PARISH CHURCH OF SANTA MONICA | vicens + ramos
This church, just 15 km outside Madrid, takes on a curving, arrow-like form in order to maximally occupy its long, narrow plot. At the south end, its vertical edge widens into the main altar room at the north, lit by a mosaic of skylights. On the church’s exterior, these skylights appear as an explosion of graphic lines, rectangles and trapezoids, which the architects sheathed in weathering steel.
CHURCH OF ST. WENCESLAS | atelier štĕpán
Based on Romanesque rotundas, this concrete church in Sazovice, Czech Republic finds inspiration in its endless form. “When you observe the volume, you feel the lightness made by the design principle of tapering the walls into tiny lines. It’s like cutting a paper cylinder and exploring its possibilities,” explains architect Marek Jan Štěpán. “I created the windows by pushing and pulling the cuts and letting the light glide softly on the walls.”
SAINT JOSEPH IN THE WOODS | messner architects
Messner Architects converted this church in Bolzano, Italy via two architectural interventions: breaking through the east facade to bring daylight to the presbytery and opening the gable to the small piazza below. Timber lining punctuates these interventions and marks spatial transitions between interior and exterior, quietly returning attention to the church’s alpine surroundings.
TAINAN TUNG-MEN HOLINESS CHURCH | mayu architects+
A grid of copper-toned, perforated aluminum screens or “feathers” distinguishes the facade of this church in Tainan, Taiwan from neighboring residential buildings. “The orientation of every feather is calculated by the Fibonacci sequence and it is varied by increments of two degrees from feather to feather.
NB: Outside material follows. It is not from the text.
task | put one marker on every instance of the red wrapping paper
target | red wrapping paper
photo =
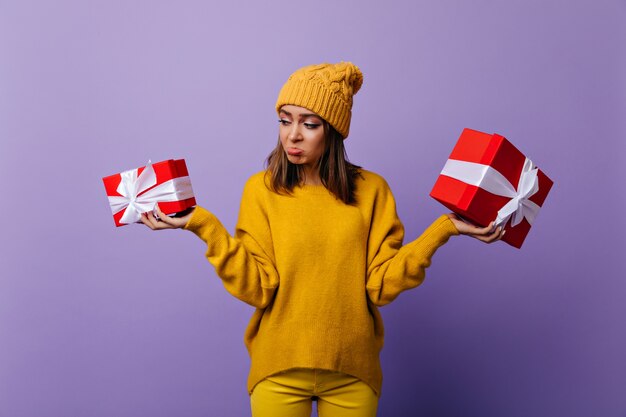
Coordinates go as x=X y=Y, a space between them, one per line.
x=477 y=204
Thus, the main church facade appears to be soft, transparent and flowing,” explain the architects.
BASILICA OF SIPONTO | eduardo tresoldi
Abandoned after earthquakes in the 13th century, an early Christian basilica in Puglia, Italy is now part of an archaeological site. There, the artist Edoardo Tresoldi has given the basilica another life in wire. Transmitted through volume and light, wire’s material language unearths new lines of communication between the ancient and contemporary on the grounds of this phantom church.